Configuring Matching Stopwords

When matching request items or deduplicating nodes in a viewpoint, you can define stopwords at the node type level that get ignored when comparing string values.

For example, when matching or deduplicating using the Name property, you may want to ignore words such as "Company", "Corporation", and "Incorporated", as including these common words may result in false positives.

Considerations

  • You can add stopwords to string properties (that is, String, Memo, or Numeric String data types) only.
  • The stopword must match the entire word in the property value, including punctuation marks. Partial matches are not counted. For example, if you define the stopword "Corporation", the word "Corp" will not be ignored. Similarly, the stopword "Corp" (without a period) will not ignore "Corp." (with a period) from being matched.
  • Stopwords are not case-sensitive.

Configuring Stopwords on a Node Type

  1. Inspect the node type that you want to configure stopwords for. See Inspecting a Node Type.
  2. Navigate to the Rules tab, and on the Stopwords sub-tab click Edit.
  3. Click Add add button, and select a property to add stopwords for in the Property drop down menu.

    Note:

    If you select the same property on multiple rows, the stopword values for each of the rows are merged into a single row for that property when you click Save.
  4. In Matching Stopwords, enter the stopwords that you want to ignore during the matching process.

    Note:

    The values are converted to lower-case when they are stored. Stopwords are not case-sensitive.
  5. To remove a stopword, click the X icon next to it. To remove the property and all of its stopwords completely, click Actions Actions menu and select Remove.
  6. Click Save.

Stopword Processing

When running request item matching or deduplication for a node type that has matching stopwords configured:

  • The stopwords for all properties are ignored in all matching rules using that property.
  • The stopwords for all properties are ignored when calculating the match score of a matching rule for a match candidate (when matching request items) or matched node (when running deduplication).
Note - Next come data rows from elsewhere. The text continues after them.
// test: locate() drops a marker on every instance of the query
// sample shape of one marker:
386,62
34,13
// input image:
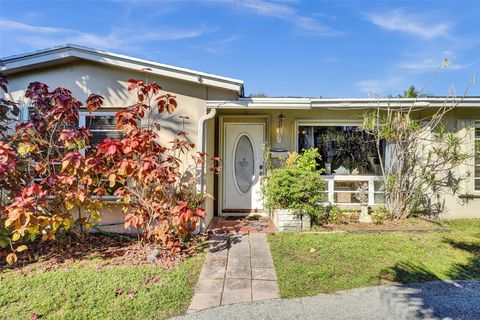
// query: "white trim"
21,62
476,125
221,149
255,160
82,121
320,123
341,103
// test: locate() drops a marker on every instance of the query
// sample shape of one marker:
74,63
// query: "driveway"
433,300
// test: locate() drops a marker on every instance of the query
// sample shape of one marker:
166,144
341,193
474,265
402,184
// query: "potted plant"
294,191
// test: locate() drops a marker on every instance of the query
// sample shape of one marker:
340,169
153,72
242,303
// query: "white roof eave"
343,103
71,51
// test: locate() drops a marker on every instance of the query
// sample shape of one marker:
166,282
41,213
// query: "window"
102,125
344,149
477,155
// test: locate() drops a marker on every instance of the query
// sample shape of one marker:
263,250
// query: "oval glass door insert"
244,163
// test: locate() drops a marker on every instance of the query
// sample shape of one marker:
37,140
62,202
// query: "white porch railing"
347,189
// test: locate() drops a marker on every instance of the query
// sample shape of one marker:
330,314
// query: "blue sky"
287,48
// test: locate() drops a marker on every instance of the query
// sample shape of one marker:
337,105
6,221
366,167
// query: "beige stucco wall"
455,207
84,78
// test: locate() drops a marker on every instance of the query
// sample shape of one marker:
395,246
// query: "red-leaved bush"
45,176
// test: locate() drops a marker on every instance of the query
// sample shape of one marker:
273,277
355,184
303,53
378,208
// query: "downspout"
201,142
201,148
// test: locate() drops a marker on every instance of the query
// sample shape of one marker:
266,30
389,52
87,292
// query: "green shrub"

For example, when matching request items, suppose your incoming request item has a node named "StreamVault Media" and your node type contains a match candidate named "The StreamVault Media Company".

  • With no stopwords configured, your match score is 61 (because 17 of 28, or 61%, of the characters in the request item match the match candidate, see How are match scores calculated and how do I use them?).
  • If you configure the stopwords "The" and "Company", your match score becomes 100, because those words are ignored when calculating the match score and thus all 17 characters in the request item match the match candidate.

The revised match score may cause a match candidate to be automatically accepted as a match or automatically excluded from the match results when it previously was not.